Strength is silent for a moment. "I'd do anything for you, Yuu," she says softly. "But that doesn't mean I'll do whatever you want." And she steps into the orange world.

Yuu screams. "What are you doing? Stop it! Strength, stop!"

Far below, so far down that even the sea of flames is suspended above her, Strength walks across dry, cracked earth. She ignores Yuu's panicked shouting. "I won't let that girl kill you." Her voice doesn't waver now. "One way or another, you're going back."

"Don't do this!" Yuu pleads with her. The purple demon has sighted her and is walking her way, but she doesn't pay any heed. "I don't want..." Finally, her resolve crumbles. "I don't want you to come back here! I want you to be happy! I want you to have all those things you said! Don't throw that away, not for me…"

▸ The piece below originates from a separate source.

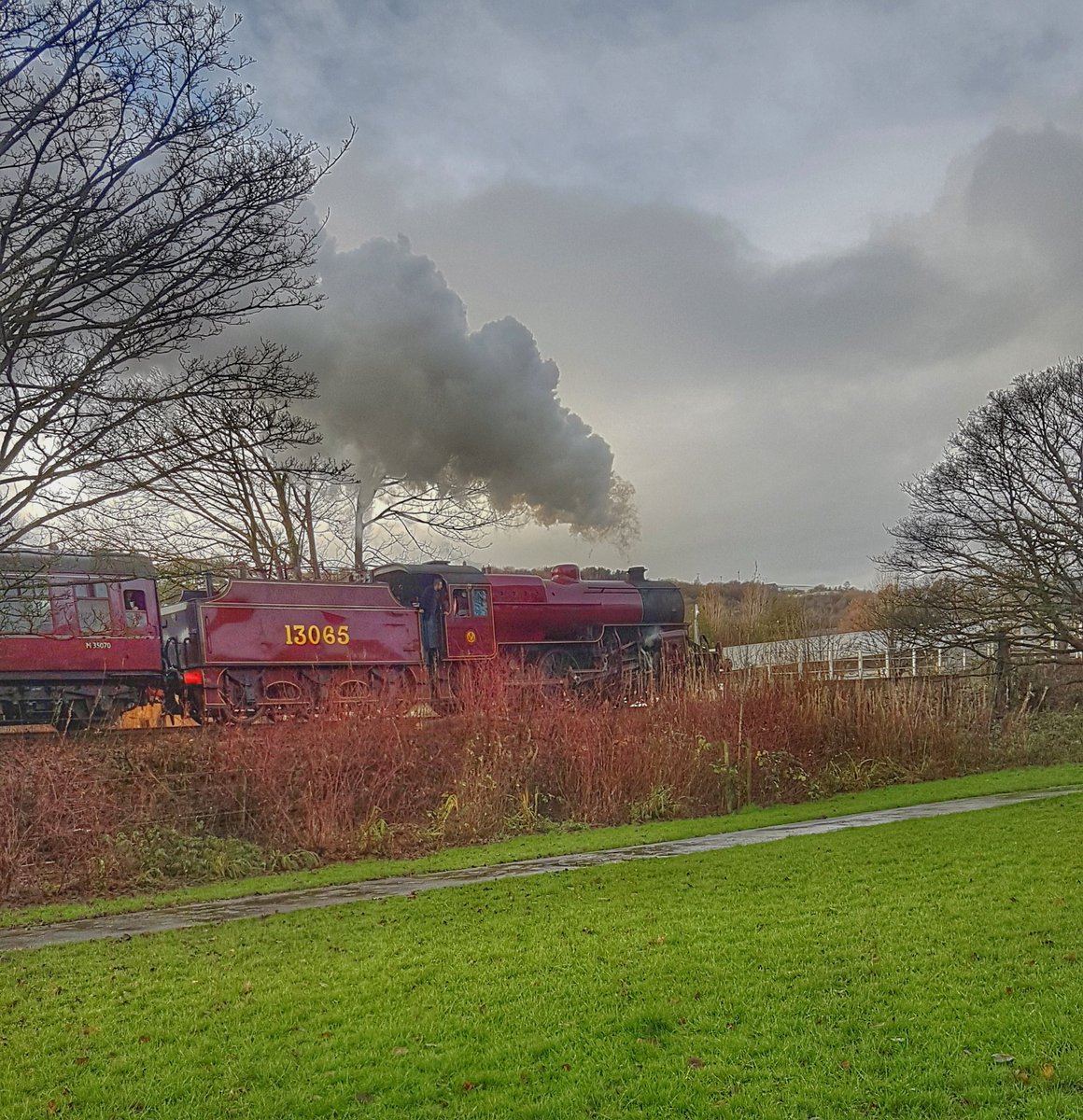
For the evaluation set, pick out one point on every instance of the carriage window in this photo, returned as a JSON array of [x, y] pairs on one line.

"It's mine," says Strength, "because you gave it to me. So it's mine to give back." Before her is an enormous pit, no more than a hole in the surface of reality, and Strength knows where it leads: oblivion. There simply isn't any lower to go in the world of colors, and this chasm is a conduit to the negation of existence. "When I die"—she hears Yuu's screams grow louder at those words—"you'll leave this world for good…and everything will be all right again." Strength closes her eyes. "Goodbye, Yuu."

"_No!_" Even as Strength steps forward and drops into the pit, Yuu's cry tears through her, and then suddenly it is as if the girl is falling alongside her. "You can't do this to me," she says, her words no longer just an echo reaching Strength. Yuu is still standing frozen high above as the monster draws close, but she is somehow reaching out to Strength, too. "I don't want you to die!"

Tears falling from her face and instantly whipped away by the speed of their fall, the words pour out of her in a rush. "I always saw you. From the very beginning, I knew who you were, and how you were always fighting to take away my pain. I saw how horrible that world was, and I thought if I could make you think and feel things, you'd stop fighting and wouldn't suffer anymore." Yuu's great mechanical hands have vanished, and she looks small and fragile. Her uncovered hair is snow-white. "Then you…you became… I didn't think you'd care who I was, or worry about protecting me. But I could see what you thought, and I watched this _person _come to life, and then the only thing you ever thought about was m-me… You became so human. But…it only made things worse…"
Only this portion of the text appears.